Why LoRA Fails to Forget: Regularized Low-Rank Adaptation Against Backdoors in Language Models
Hoang-Chau Luong , Lingwei Chen
Published on arXiv
2601.06305
Model Poisoning
OWASP ML Top 10 — ML10
Transfer Learning Attack
OWASP ML Top 10 — ML07
Key Finding
RoRA substantially reduces backdoor attack success rates across multiple NLP benchmarks and attack settings while maintaining clean task accuracy, outperforming standard LoRA fine-tuning as a backdoor defense.
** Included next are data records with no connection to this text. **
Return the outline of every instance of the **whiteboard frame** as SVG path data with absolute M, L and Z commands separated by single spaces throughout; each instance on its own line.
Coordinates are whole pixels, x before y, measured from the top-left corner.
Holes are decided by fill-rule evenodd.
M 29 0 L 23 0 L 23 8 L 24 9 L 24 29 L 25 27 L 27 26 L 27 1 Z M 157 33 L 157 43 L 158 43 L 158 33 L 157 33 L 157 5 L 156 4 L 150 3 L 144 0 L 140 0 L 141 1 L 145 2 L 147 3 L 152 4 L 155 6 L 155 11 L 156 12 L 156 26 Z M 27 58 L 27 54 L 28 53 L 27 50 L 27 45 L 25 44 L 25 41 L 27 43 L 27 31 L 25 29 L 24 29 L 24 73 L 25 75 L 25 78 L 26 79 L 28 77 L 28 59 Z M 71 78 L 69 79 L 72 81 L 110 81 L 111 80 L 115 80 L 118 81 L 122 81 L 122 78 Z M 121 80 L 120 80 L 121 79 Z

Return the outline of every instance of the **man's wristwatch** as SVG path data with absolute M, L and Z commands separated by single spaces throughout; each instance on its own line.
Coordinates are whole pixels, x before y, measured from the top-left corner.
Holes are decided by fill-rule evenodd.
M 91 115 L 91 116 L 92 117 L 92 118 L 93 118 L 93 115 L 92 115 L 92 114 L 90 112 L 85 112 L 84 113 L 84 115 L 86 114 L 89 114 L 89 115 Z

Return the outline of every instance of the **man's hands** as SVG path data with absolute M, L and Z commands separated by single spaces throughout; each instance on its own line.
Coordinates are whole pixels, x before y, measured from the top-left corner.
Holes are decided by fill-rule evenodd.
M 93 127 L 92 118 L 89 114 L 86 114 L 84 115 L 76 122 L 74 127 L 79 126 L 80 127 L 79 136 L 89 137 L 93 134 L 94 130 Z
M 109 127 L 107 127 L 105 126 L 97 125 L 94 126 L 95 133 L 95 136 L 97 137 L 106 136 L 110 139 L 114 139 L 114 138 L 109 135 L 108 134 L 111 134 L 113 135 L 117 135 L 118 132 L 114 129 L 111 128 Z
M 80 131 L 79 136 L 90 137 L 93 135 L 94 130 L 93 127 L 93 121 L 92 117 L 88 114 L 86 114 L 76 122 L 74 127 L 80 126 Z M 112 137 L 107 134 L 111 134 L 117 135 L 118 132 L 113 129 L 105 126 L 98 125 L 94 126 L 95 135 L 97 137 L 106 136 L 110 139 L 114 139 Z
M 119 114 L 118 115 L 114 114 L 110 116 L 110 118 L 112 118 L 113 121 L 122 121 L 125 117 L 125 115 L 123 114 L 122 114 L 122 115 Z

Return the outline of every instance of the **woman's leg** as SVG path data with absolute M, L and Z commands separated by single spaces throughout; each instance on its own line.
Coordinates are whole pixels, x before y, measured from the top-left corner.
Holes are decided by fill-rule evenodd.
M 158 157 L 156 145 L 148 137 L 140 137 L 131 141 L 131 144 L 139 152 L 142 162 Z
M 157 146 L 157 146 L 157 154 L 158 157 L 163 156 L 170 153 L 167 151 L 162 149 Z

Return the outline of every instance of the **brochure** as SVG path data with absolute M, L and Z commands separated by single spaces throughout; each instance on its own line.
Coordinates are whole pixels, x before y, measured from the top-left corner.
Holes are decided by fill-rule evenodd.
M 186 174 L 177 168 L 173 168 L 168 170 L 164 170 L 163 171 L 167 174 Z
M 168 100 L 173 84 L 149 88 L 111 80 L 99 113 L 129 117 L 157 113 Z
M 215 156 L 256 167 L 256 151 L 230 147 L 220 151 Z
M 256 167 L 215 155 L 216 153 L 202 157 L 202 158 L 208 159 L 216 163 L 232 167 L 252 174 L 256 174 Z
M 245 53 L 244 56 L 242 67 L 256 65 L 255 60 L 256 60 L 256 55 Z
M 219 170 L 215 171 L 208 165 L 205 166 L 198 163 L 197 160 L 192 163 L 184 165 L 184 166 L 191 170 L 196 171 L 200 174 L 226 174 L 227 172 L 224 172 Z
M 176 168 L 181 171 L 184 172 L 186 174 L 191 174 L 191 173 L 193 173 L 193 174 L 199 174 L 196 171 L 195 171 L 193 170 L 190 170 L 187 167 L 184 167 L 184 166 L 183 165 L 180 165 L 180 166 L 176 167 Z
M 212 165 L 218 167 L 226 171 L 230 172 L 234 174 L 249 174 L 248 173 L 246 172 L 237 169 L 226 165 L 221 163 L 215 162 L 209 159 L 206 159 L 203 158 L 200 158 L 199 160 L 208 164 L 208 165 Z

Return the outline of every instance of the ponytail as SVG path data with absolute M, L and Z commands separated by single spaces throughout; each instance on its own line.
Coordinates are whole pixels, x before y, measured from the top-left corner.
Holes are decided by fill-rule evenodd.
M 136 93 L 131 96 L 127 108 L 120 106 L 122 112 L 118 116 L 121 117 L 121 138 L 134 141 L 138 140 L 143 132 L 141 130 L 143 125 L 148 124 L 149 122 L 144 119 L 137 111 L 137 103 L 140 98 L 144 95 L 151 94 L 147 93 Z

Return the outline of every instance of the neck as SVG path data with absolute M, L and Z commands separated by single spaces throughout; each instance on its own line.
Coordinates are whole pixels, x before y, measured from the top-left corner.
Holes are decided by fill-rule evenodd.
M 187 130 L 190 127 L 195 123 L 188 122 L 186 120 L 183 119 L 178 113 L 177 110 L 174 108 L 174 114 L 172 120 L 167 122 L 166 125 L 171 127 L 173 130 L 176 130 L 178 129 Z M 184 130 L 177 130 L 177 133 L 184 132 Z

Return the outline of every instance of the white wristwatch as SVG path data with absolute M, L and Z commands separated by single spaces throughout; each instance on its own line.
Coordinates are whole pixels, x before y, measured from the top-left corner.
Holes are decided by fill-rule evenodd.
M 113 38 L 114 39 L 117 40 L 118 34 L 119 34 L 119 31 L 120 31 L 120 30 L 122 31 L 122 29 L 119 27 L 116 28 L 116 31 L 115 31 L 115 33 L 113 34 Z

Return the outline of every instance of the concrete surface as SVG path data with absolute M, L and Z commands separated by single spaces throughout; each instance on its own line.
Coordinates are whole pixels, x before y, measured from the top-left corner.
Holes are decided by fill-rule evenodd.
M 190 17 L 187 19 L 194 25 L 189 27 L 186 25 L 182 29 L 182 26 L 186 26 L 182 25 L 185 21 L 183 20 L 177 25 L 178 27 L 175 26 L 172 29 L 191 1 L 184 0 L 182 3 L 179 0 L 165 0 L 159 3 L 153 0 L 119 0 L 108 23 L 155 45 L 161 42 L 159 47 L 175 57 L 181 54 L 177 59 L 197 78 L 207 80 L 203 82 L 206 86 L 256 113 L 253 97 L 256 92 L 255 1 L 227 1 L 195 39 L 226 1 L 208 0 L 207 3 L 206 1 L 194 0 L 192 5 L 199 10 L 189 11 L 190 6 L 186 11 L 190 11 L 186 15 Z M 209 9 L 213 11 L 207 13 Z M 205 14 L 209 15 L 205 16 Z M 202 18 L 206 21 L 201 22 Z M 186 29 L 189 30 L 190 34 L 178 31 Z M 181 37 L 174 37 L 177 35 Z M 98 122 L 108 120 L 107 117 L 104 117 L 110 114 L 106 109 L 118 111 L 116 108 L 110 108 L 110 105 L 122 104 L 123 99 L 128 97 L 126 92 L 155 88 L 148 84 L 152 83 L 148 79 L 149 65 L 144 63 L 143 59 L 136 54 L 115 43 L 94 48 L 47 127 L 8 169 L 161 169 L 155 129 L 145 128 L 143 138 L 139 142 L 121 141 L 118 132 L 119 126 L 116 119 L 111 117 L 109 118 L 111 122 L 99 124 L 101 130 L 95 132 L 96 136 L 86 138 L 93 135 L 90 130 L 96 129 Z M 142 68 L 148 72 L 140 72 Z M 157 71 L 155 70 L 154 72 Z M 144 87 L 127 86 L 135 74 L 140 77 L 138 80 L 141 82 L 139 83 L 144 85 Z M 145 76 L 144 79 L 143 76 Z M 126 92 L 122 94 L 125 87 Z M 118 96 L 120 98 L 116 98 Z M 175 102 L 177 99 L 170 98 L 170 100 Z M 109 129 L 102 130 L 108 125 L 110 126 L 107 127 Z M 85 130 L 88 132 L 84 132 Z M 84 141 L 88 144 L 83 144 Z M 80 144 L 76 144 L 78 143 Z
RoRA (Regularized Low-Rank Adaptation)
Novel technique introduced
Low-Rank Adaptation (LoRA) is widely used for parameter-efficient fine-tuning of large language models, but it is notably ineffective at removing backdoor behaviors from poisoned pretrained models when fine-tuning on clean dataset. Contrary to the common belief that this weakness is caused primarily by low rank, we show that LoRA's vulnerability is fundamentally spectral. Our analysis identifies two key factors: LoRA updates (i) possess insufficient spectral strength, with singular values far below those of pretrained weights, and (ii) exhibit unfavorable spectral alignment, weakly matching clean-task directions while retaining overlap with trigger-sensitive subspaces. We further establish a critical scaling threshold beyond which LoRA can theoretically suppress trigger-induced activations, and we show empirically that standard LoRA rarely reaches this regime. We introduce Regularized Low-Rank Adaptation (RoRA), which improves forgetting by increasing spectral strength and correcting alignment through clean-strengthened regularization, trigger-insensitive constraints, and post-training spectral rescaling. Experiments across multiple NLP benchmarks and attack settings show that RoRA substantially reduces attack success rates while maintaining clean accuracy.
Key Contributions
- Spectral analysis showing LoRA's failure to forget backdoors stems from insufficient spectral strength and unfavorable alignment with trigger-sensitive subspaces, not low rank per se
- Theoretical proof of a critical scaling threshold above which LoRA updates can suppress trigger-induced activations, with empirical evidence that standard LoRA rarely reaches this threshold
- RoRA (Regularized Low-Rank Adaptation): a defense combining clean-strengthened regularization, trigger-insensitive orthogonality constraints, and post-training spectral rescaling to substantially reduce attack success rates while preserving clean accuracy
🛡️ Threat Analysis
The paper specifically targets the transfer learning scenario: backdoors that survive LoRA/adapter fine-tuning. The threat model, analysis, and defense (RoRA) are all centered on how backdoors persist through the fine-tuning process, which is the core of ML07 — 'backdoors that survive fine-tuning' and 'adapter/LoRA trojans'.
Paper's primary focus is on backdoor attacks embedded in pretrained LLMs and why fine-tuning fails to remove trigger-induced behaviors — directly the backdoor/trojan threat. RoRA is proposed as a defense to suppress backdoor activation during LoRA-based fine-tuning.